Bununlada yetinmeyip buldukları nedenlere göre envaye çeşit haram helal emir ve hüküm piyasaya sürmüşlerdir ve yine hadisler yoluyla bunlarada ilahi kılıf giydirmişlerdir.
Tutulan yolun en muteberi en çok taraftarı olanı bu yoldur.
Bir diğer yol ise hadisleri yok sayıp kuranı kuranla anlamak.Kurana bağlı kalmaktır.
Bu yolda ortaya çıkan ve sıkça yaşanan sorun ayetlere yaklaşımda izlenecek yöntemin nasıl olacağıdır.
Bu sitede benim edindiğim izlenimlere göre
kimileri kurandaki ayetlerde anlatılan kıstasları alıp bunlardan bir takım hükümlere varıyorlar ve bu hükümlere ilahi hükümdür diyorlar.
Bunu yapmayada kuranı hayatımıza sokma ona uygun yaşamak diyorlar.
Tamam bizler kurana uygun yaşayacağız elbette ancak bunu yaparken kurana uygun olmayan en aykırı en yasak en affı olmayan günahı işlemek neden?
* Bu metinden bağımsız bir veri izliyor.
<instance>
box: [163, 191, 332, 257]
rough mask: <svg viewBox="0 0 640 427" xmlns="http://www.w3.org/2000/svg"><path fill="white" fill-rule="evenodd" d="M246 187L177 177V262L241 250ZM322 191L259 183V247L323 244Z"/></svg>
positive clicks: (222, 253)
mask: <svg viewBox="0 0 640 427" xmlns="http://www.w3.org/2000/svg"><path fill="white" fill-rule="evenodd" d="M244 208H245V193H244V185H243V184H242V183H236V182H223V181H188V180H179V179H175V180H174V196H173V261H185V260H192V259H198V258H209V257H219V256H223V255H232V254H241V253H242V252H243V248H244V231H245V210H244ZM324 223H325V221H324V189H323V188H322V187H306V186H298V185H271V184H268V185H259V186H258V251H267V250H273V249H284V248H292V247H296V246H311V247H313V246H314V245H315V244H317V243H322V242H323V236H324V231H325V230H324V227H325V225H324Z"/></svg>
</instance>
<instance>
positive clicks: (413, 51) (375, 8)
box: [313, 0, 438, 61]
Kurandan edindiğim izlenime göre benim için en uygun olan sosyal yaşam şekli bu olmalıdır demekle
benim edindiğim izlenim Allahın emridir bunun aksini yapmak haramdır yasaktır demek arasındaki farkın ayırdına varabiliyormuyuz?
Bir diğer konu ise kurandaki kıstaslarda anlatılanlara göre hükümlere varmak ve bu hükümlerin ilahi hüküm olduğunu söylemek.
İslamın tebliğ edildiği tüm uluslarda tevhid inancı hep aynı olmasına rağmen sosyal ve kültrel yaşamlarına göre düzenlenmiş ilahi hükümlerin farklılıklar gösterdiğini kurandan öğreniyoruz.Örneğin kuran bizlere yahudilere yazılan cumartesi av yasağından ve yahudilerin bu yasağa uymamasından bahseder.Bu kıstastan yola çıkarak müslümanlara da cumartesileri avlanmak yasaktır diyebilirmiyiz?
Diyemeyiz.O halde yusuf kıstasından yola çıkıp yusuf ve kavmine yazılmış hırzsızlığa kesilen ceza müslümanlarada farzdır diyemeyiz.
Çünkü kuranda bu suçun cezası belirlidir.
Yine yusuf kıstasından yola çıkıp zina suçuyla yargılanan kimsenin cezası zindana atılıp orada yıllarca tutsak edilmesidir de diyemeyiz çünkü zina suçu sabit olan kimsenin cezasıda kuranda belirlidir.
yapılın isuçun misli kadar ceza veren hükmüne gelince;
hırısza verilecek ceza yaptığı suçun misli ilkesine ters düşüyor diye itiraz var.
Ve bu itiraz hırısızlık ve buna verilecek cezayı anlatan hüküm içren ayete rağmen var.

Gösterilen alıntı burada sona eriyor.